Monday, November 26, 2018

The Confederate Statue Controversy vs. the ‘alt-Left’s ‘Effort to Cleanse American History’


The New Jersey Star-Ledger’s Paul Mulshine took on the “national effort by the left to cleanse history of  historical figures with checkered pasts.” In The alt-left's attack on history: And they think Trump's crazy?, Mulshine notes that “New York Mayor Bill DeBlasio [sic] has called for a review of the historic relevance of public monuments in the city.” Among them are monuments to Ulysses S. Grant and Christopher Columbus.

Like a lot of conservatives, [[U.S. Senate candidate Jeff] Bell argues that the effort to remove historical artifacts has its roots in the Stalin methodology that George Orwell highlighted in "1984."

 "Orwell satirized the idea of a 'memory hole' and  now the left is starting to have a memory hole for anything they don't believe in," he said. "They don't want Americans to be proud of their country. They want to change the story into a triumph of evil."

True enough. But Mulshine goes on to include Confederate monuments in the category of historic American artifacts that deserve to be preserved. That’s where we differ.

First of all, there is no “alt-Left”. The Left has always been anti-American, at least since the rise of the New Left half a century ago. It stands to reason that they’d want to remove true American heroes, and morally equate a Washington with a Lee. Under cover of the white nationalist, alt-Right controversy, the New Left is making a direct assault on reason, individual rights, limited rights-protecting government, and free market capitalism.

Having said that, count me among those who would remove statues that hold up Confederate leaders among America’s heros. They are no such thing. True, history is messy. Most historical figures were mixed bags, morally. Plus, context is everything. We should be very careful about where we draw the moral lines. It should not be taken lightly. Many factors must be balanced. But we can and should draw moral lines.  

People like George Washington, despite being a slave owner, fought for and help Found a country based on the principles of political equality that rips the “justifications” for slavery to shreds. It is they who gave the philosophic firepower to the Abolitionist Movement led by people like former slave Frederick Douglass. Christopher Columbus’s courageous explorations and discovery of the New World, extending Western Civilization with its science and progress to a primitive land, ultimately setting in motion the chain of events that resulted in Founding of the United States of America.

Confederate “heroes” fought to create and protect a reactionary breakaway nation that explicitly rejected the proposition that all men are equal in unalienable rights. The Confederacy had to reject those principles and turn its back on America: slavery could not indefinitely coexist with the Declaration of Independence, America’s philosophic blueprint. One or the other had to go, and they knew it. The Confederates dumped the Declaration of Independence.
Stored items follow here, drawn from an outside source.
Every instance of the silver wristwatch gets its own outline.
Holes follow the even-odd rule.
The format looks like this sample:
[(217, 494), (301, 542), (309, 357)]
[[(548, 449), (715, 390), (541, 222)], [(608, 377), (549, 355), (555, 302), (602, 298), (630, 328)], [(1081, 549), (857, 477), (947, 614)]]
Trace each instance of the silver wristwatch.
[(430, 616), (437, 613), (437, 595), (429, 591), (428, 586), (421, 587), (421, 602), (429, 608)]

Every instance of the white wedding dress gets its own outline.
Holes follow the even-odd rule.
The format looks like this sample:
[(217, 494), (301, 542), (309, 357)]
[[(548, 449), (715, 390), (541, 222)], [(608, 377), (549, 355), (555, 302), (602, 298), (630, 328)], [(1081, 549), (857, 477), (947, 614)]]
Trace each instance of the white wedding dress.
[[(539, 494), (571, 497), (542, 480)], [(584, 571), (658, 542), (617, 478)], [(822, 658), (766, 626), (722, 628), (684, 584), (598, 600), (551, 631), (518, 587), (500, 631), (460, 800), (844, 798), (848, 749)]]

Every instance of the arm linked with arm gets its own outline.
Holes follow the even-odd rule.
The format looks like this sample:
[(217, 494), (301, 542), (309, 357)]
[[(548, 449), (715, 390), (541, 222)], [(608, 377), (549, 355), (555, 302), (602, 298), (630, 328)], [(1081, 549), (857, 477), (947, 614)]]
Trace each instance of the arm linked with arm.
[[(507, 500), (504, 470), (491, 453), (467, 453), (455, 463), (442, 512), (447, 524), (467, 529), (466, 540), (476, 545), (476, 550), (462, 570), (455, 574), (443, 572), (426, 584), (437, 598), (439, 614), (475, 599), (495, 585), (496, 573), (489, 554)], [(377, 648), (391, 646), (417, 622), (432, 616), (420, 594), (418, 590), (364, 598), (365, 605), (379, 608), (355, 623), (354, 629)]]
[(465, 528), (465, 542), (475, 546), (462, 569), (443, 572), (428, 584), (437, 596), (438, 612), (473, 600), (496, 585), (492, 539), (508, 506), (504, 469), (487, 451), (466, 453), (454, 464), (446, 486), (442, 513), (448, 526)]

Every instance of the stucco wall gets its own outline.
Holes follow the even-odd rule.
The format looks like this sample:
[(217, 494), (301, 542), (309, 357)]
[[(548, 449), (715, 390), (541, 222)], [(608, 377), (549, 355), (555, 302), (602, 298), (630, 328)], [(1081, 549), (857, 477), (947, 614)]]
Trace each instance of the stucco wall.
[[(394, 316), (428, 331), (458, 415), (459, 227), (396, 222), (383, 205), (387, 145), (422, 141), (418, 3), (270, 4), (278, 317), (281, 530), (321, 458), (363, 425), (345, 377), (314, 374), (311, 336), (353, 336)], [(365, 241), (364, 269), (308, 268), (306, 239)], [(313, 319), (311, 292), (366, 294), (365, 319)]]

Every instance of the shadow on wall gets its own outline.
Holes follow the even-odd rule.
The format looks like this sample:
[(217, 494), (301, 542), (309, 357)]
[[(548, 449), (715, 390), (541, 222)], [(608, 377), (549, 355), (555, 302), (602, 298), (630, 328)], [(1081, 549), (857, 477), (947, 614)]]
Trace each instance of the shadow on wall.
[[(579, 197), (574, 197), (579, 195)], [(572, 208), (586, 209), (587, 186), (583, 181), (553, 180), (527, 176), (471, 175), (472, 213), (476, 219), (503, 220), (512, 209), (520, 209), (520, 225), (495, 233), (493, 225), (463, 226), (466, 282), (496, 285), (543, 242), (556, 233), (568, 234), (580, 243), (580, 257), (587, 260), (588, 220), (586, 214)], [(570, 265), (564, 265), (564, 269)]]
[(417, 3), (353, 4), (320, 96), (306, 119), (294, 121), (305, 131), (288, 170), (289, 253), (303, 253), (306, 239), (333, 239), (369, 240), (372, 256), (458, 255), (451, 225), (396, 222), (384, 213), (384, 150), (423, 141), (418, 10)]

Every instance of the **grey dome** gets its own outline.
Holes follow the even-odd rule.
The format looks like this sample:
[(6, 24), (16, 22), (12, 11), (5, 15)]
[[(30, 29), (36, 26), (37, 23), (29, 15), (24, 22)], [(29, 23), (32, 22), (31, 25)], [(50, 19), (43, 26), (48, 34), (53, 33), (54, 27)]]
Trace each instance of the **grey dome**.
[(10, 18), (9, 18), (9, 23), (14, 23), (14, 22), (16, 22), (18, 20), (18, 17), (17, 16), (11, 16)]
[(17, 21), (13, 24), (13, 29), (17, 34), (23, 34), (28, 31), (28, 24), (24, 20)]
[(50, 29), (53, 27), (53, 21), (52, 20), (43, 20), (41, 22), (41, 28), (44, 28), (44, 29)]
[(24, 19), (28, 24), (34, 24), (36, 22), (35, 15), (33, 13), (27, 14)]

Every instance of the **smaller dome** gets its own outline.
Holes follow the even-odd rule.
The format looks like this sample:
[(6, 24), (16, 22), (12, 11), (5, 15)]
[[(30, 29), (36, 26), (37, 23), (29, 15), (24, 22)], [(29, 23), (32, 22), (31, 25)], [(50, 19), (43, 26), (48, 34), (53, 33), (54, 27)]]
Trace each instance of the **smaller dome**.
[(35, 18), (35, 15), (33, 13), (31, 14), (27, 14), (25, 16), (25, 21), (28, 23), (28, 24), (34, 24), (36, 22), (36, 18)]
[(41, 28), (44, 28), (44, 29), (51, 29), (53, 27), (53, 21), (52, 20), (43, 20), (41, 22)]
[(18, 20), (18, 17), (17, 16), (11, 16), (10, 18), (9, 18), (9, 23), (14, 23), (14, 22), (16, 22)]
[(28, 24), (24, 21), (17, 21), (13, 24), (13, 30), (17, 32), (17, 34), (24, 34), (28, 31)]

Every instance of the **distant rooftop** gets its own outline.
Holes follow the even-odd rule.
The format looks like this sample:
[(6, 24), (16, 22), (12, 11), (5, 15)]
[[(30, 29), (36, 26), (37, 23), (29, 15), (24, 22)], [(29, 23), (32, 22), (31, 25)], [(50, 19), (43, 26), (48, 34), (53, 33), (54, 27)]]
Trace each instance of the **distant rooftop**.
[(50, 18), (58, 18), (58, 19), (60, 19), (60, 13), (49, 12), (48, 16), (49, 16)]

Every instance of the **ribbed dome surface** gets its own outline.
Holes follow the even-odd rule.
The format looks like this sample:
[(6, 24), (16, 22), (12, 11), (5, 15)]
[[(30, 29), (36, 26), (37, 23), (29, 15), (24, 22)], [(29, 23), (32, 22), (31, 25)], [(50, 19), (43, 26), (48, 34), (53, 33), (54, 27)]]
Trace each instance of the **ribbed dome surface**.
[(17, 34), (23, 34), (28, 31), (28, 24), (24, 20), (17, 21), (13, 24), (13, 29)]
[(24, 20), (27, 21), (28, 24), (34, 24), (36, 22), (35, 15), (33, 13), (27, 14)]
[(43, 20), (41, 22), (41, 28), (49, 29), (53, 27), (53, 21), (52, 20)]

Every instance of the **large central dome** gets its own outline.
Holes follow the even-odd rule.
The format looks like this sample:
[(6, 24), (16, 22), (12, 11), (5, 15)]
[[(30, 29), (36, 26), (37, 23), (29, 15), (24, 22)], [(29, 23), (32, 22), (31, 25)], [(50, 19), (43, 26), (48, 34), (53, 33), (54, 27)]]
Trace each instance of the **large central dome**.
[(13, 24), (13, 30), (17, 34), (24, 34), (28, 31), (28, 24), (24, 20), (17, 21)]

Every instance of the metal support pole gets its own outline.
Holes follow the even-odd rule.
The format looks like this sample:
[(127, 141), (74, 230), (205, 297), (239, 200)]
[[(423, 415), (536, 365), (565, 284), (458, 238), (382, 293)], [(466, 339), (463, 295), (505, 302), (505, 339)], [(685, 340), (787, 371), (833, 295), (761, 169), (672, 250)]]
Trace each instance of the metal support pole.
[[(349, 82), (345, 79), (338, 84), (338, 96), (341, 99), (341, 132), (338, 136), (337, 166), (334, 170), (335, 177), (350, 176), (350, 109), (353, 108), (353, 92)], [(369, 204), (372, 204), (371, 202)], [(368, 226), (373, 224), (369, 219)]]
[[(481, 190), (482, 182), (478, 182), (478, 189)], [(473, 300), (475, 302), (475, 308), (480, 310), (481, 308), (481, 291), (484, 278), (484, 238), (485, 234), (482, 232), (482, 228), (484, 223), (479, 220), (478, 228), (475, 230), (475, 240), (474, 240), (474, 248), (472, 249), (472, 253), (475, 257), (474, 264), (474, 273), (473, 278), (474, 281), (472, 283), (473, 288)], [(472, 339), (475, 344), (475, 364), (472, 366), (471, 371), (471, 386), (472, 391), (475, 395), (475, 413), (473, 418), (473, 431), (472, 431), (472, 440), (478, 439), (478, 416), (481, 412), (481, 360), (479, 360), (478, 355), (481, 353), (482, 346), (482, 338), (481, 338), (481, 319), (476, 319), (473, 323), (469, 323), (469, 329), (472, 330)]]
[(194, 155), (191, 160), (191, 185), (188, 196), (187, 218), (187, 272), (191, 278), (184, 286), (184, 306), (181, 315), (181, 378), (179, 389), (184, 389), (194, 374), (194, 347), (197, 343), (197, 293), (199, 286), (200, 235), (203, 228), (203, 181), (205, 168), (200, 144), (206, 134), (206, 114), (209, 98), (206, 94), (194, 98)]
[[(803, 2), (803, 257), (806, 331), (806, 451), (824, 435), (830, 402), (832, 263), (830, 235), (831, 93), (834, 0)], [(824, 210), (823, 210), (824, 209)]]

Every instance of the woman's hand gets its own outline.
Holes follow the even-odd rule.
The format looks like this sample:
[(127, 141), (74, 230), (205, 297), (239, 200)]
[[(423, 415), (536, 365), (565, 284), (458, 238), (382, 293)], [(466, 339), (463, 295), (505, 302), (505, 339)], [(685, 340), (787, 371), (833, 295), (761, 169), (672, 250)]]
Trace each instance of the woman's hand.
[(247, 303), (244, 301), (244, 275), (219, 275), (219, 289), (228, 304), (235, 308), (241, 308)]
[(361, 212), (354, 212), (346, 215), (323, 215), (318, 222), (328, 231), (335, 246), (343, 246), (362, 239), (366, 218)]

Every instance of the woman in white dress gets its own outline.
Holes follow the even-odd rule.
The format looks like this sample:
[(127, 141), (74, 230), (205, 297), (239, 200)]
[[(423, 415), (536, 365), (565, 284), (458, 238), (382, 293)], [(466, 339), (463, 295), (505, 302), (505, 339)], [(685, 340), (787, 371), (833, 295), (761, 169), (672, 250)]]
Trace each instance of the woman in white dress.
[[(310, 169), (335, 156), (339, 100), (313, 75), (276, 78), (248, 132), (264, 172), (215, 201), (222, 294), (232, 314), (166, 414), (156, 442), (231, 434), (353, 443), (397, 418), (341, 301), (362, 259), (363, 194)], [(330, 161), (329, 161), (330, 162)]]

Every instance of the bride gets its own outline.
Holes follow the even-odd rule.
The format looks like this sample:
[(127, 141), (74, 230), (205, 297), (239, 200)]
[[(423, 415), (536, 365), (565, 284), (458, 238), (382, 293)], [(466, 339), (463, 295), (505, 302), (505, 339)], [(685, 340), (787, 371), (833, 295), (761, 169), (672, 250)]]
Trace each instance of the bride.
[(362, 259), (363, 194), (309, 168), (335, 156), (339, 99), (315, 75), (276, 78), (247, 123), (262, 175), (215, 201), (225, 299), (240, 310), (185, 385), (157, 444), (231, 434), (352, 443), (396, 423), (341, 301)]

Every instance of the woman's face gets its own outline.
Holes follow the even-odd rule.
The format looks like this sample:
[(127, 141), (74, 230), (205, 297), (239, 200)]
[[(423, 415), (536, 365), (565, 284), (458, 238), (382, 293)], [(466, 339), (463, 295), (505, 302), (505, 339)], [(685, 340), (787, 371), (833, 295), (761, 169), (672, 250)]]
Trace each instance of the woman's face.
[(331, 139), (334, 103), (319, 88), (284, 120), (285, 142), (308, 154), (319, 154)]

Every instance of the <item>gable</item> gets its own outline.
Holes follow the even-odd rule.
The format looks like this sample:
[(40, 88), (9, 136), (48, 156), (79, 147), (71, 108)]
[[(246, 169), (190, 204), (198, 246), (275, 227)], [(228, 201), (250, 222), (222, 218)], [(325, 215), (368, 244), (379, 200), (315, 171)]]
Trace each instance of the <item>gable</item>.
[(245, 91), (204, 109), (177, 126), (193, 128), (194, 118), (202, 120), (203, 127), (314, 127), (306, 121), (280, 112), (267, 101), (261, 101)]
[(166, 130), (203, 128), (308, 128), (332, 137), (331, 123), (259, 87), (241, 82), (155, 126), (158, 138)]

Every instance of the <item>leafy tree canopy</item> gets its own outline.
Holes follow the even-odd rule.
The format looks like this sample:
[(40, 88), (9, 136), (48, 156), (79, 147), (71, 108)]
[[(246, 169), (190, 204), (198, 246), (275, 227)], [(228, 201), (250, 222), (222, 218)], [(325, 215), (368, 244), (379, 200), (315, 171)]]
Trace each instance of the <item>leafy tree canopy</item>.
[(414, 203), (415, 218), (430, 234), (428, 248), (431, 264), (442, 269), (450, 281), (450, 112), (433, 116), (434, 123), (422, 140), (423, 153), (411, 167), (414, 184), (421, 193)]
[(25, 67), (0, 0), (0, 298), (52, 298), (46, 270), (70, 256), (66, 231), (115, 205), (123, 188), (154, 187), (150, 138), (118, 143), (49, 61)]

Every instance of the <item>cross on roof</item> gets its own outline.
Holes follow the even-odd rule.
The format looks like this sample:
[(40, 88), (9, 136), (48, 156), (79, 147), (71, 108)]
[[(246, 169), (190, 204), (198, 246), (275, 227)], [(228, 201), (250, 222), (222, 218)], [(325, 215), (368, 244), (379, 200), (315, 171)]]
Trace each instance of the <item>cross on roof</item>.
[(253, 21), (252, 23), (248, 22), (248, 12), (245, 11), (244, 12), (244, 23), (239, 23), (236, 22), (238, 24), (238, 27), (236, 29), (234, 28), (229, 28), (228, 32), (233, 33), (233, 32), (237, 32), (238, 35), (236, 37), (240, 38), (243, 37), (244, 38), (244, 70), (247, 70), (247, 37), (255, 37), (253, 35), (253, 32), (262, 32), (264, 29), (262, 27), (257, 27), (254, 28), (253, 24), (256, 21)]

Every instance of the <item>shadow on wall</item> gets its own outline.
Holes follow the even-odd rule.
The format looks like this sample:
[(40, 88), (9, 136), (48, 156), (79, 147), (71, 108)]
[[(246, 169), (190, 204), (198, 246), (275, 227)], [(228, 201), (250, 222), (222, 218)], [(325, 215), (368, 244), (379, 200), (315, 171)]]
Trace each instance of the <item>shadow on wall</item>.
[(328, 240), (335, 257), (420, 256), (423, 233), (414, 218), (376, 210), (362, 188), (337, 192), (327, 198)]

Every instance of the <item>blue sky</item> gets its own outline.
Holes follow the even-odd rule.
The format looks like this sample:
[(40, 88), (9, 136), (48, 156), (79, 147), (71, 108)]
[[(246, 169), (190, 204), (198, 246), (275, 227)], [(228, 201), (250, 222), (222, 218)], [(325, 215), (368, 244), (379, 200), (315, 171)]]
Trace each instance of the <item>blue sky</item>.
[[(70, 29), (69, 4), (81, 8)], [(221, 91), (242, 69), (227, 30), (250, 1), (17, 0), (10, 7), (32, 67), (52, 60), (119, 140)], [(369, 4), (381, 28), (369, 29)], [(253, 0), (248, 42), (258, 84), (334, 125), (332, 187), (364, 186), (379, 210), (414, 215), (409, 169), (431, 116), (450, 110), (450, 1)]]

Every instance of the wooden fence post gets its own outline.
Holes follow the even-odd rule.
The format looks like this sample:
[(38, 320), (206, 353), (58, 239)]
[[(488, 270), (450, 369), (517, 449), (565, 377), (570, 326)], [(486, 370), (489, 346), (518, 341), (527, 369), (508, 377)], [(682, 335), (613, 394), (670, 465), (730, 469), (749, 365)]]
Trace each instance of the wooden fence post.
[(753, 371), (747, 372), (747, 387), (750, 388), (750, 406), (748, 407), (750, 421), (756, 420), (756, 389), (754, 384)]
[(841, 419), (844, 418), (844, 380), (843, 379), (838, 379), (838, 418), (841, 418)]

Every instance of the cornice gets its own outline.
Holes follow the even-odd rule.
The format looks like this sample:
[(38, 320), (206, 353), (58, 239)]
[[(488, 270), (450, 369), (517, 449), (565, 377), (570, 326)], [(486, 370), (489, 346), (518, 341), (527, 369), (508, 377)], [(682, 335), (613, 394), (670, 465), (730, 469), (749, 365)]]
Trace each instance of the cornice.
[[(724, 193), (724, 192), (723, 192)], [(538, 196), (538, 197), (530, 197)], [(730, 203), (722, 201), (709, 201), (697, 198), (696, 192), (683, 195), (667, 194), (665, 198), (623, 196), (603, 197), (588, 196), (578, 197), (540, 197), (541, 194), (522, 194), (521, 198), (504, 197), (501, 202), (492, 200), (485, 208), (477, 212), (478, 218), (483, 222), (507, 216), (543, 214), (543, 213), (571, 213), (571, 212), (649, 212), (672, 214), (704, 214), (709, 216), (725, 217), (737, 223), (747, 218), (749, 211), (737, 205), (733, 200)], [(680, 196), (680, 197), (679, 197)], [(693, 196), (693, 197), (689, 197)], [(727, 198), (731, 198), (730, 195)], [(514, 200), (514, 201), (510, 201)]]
You don’t have to excuse their ownership of slaves to recognize the great achievements of a Washington or a Jefferson. America inherited slavery, and thanks to visionary leaders like Washington and Jefferson, America became part of the solution. They were on the right side of the struggle for a fully free country for all people, and on balance we have a much better country and world for their heroic efforts. The Confederacy was part of the problem. It was willing to reject America’s Founding principles and tear the United States apart to protect a racist slave dictatorship.

We should always remember history in its full context. But that principle does not forbid moral evaluations or require moral agnosticism. The Confederacy is part of history—but not part of American history. The same applies to the New Left. Both promote slavery—in the case of the Confederacy, racist slavery; for the New Left, Marxist egalitarian slavery. Both represent the rejection of Americanism.